Tétrica imagen en la que se observan, sobresaliendo del barro, calaveras de soldados alemanes que participaron en la batalla de Verdún. No hay que descartar que fueran colocadas adrede por los franceses con fines propagandísticos, para minar así la moral germana.
El 20 de junio, los alemanes recurren a la utilización del gas fosgeno, lo que les permite lograr importantes avances. Logran amenazar directamente la ciudad de Verdún, pero este nuevo impulso también pierde fuerza y los franceses logran recomponer la línea del frente.
Ese mismo mes, la batalla de Verdún da un giro decisivo, debido a la puesta en marcha de otra ofensiva destinada a aliviar la presión sobre la histórica ciudadela. Los Aliados llevarán a cabo un ataque de grandes proporciones en el valle del río Somme, en la región francesa de la Picardía. Esta ofensiva se había previsto en una conferencia interaliada celebrada entre el 6 y el 8 de diciembre de 1915 en el cuartel general de Joffre, en Chantilly. En esa reunión se decidió lanzar tres golpes simultáneos contra los Imperios Centrales, con la esperanza de que estos no pudieran mantener una guerra en varios frentes. Por tanto, se acordó que los rusos atacarían desde el este, los italianos en los Alpes y los franco-británicos desde el oeste.
A finales de año se produjo el relevo en la cúpula del Cuerpo Expedicionario Británico; el general Douglas Haig sustituyó a John French como Comandante en jefe, y su primera misión fue concretar la ofensiva que debía lanzarse en 1916. Haig propuso como objetivo la costa belga, para neutralizar las bases de los submarinos germanos, pero esta propuesta no despertó en los franceses demasiado entusiasmo. Finalmente se acordó atacar desde ambas orillas del río Somme, un sector que servía de punto de engarce entre las tropas francesas y británicas.
Mientras se estaban definiendo las líneas maestras del futuro ataque en el Somme, había llegado el ataque alemán a Verdún, lo que trastocó los planes aliados por completo. Los franceses se vieron obligados a retirar tropas de este frente para enviarlos a la defensa de la ciudadela, por lo que el peso de la gran ofensiva recaería casi por completo sobre los británicos, que tenían ahora la misión de atraer la atención de los alemanes para que aflojasen su presión sobre Verdún.

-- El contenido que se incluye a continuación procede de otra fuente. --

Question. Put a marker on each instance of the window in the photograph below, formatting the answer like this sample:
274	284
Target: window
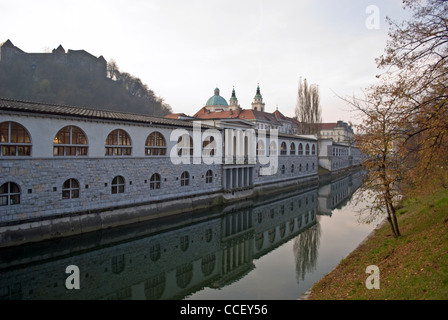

El cañoneo en el Somme se inicia el 24 de junio, y el primer asalto de la infantería se lanza el 1 de julio. Ante la importancia de la embestida británica, Falkenhayn se ve forzado, con gran disgusto por su parte, a detener el envío de municiones al frente de Verdún y a desviar los refuerzos hacia el Somme. Aun a costa de un número horrendo de bajas, tal como veremos en breve, los británicos consiguen su objetivo de obligar a los alemanes a dividir sus esfuerzos entre ambos frentes.
La última ofensiva alemana en Verdún se lleva a cabo el 12 de julio, contra el fuerte de Souville, pero se estrella contra sus bien defendidos muros. El avance alemán queda paralizado y se consuma así el fracaso de Falkenhayn, que será sustituido el 29 de agosto por el tándem formado por Hindenburg y Ludendorff, contrarios a emprender cualquier iniciativa en Verdún.
La batalla se prolongaría hasta diciembre, pero tendría ya como único protagonista activo al Ejército francés, que iría recuperando progresivamente todo el terreno perdido. Al finalizar el año, el balance no podía ser más descorazonador. Las pérdidas en cada campo se situaban entre 300.000 y 400.000 muertos, mientras que el resultado estratégico era prácticamente nulo, al quedar situado cada ejército en sus líneas de partida. Verdún había sido una carnicería inútil, pero la ofensiva lanzada por los británicos en el Somme para distraer a las fuerzas germanas presentaría unas cifras de bajas, si cabe, aún más pavorosas.